(9c) Machine Learning the Thermochemistry of All Inorganic Crystalline Solids | AIChE

(9c) Machine Learning the Thermochemistry of All Inorganic Crystalline Solids

Authors 

Bartel, C. J. - Presenter, University of Colorado at Boulder
Deml, A. M., National Renewable Energy Laboratory
Millican, S. L., University of Colorado Boulder
Rumptz, J. R., University of Colorado at Boulder
Weimer, A., University Of Colorado
Lany, S., National Renewable Energy Laboratory
Stevanovic, V., National Renewable Energy Laboratory
Musgrave, C. B., University of Colorado Boulder
Holder, A. M., University of Colorado at Boulder
High-throughput, theory-driven computational materials design and discovery has become an essential tool in materials science and engineering. The data-driven and cost-effective framework for accelerated discovery introduced by the Materials Genome Initiative (MGI) has transformed the scale and rate of materials development by exploiting the predictive ability of quantum chemical computational methods.

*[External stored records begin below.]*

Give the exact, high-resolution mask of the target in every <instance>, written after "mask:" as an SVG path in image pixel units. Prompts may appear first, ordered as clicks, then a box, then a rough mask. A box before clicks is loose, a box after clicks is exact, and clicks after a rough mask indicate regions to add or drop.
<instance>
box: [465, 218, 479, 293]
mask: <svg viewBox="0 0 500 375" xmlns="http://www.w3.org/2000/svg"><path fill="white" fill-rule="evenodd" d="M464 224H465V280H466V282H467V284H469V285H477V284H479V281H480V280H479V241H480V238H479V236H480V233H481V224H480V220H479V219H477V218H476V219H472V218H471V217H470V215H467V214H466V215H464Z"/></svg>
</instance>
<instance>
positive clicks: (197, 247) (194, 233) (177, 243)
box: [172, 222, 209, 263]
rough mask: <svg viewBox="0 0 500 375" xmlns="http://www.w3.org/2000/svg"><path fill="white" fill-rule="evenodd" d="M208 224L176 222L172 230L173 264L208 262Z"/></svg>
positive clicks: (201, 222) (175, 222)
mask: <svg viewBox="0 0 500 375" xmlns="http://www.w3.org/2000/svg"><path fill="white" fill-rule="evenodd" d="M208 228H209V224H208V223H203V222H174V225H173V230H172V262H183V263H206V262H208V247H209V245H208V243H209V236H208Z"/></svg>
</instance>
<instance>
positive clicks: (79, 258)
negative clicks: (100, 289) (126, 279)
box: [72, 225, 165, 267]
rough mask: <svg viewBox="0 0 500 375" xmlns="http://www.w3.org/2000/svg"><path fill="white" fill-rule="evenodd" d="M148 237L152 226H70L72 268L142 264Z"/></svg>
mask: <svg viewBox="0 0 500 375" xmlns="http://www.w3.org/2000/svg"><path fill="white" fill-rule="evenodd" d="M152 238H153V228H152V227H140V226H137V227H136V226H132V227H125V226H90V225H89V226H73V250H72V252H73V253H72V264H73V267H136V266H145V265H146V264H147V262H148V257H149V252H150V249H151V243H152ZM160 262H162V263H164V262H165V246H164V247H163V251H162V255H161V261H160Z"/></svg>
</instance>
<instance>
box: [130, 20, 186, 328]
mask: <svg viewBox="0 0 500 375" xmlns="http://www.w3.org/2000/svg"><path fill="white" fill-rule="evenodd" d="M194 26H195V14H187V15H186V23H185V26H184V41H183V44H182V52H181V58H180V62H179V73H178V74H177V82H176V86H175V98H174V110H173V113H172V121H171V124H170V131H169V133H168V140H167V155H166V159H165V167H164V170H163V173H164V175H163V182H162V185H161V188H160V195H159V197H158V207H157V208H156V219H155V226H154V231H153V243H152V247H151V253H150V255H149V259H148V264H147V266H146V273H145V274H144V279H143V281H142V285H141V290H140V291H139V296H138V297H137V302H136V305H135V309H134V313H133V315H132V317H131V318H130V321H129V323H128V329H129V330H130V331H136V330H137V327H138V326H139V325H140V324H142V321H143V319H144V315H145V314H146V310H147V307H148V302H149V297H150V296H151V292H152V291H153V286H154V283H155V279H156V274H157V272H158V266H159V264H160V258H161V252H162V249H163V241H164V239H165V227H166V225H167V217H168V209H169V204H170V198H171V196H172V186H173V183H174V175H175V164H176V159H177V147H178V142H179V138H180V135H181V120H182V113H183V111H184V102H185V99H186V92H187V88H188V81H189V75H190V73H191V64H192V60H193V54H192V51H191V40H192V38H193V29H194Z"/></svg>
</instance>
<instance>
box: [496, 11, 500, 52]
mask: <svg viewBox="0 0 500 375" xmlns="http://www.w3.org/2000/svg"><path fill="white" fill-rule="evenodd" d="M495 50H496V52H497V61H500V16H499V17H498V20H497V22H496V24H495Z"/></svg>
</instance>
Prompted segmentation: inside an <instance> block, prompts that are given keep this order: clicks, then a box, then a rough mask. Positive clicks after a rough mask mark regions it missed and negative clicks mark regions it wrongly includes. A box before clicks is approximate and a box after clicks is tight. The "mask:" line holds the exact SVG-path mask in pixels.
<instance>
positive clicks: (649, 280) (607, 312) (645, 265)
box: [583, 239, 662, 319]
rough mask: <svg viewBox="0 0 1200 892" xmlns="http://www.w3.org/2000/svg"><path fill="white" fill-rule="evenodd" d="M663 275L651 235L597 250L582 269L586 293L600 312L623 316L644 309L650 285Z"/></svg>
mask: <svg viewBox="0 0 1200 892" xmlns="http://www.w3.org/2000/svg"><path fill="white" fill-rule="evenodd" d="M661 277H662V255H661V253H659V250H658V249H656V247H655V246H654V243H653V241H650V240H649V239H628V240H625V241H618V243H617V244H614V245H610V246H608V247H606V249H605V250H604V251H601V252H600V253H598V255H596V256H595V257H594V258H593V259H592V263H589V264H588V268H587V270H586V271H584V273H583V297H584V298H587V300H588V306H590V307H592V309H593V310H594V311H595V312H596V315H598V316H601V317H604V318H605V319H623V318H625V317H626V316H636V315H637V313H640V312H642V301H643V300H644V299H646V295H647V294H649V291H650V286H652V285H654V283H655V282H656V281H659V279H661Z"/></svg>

In turn, the drive to rapidly predict, screen, and optimize materials using first-principles calculations has led to large datasets and the construction of open-source databases that are populated primarily by low-cost density functional theory (DFT) total energy calculations (inherently performed at 0 K). Although these datasets are an invaluable resource, their predictive ability at finite temperatures is limited and current methods for evaluating the missing temperature dependencies are computationally prohibitive, limiting the success of MGI approaches for existing and emerging high temperature applications. In this report, we show that compound Gibbs energies of formation can be predicted with accuracy comparable to the quasiharmonic approximation at finite temperatures of up to at least 1800 K, and at the same computational expense as a DFT total energy calculation (e.g., using PBE+U). Implementing our approach on the entirety of open materials databases (e.g., MaterialsProject) reveals interesting trends with respect to the stability (and metastability) of all inorganic crystalline solids. Specifically, we quantify the fraction of compounds in the Inorganic Crystal Structure Database (ICSD) predicted to be thermodynamically stable, quantify the magnitude of metastability for thermodynamically unstable structures, and assess chemistry-specific trends in these predictions.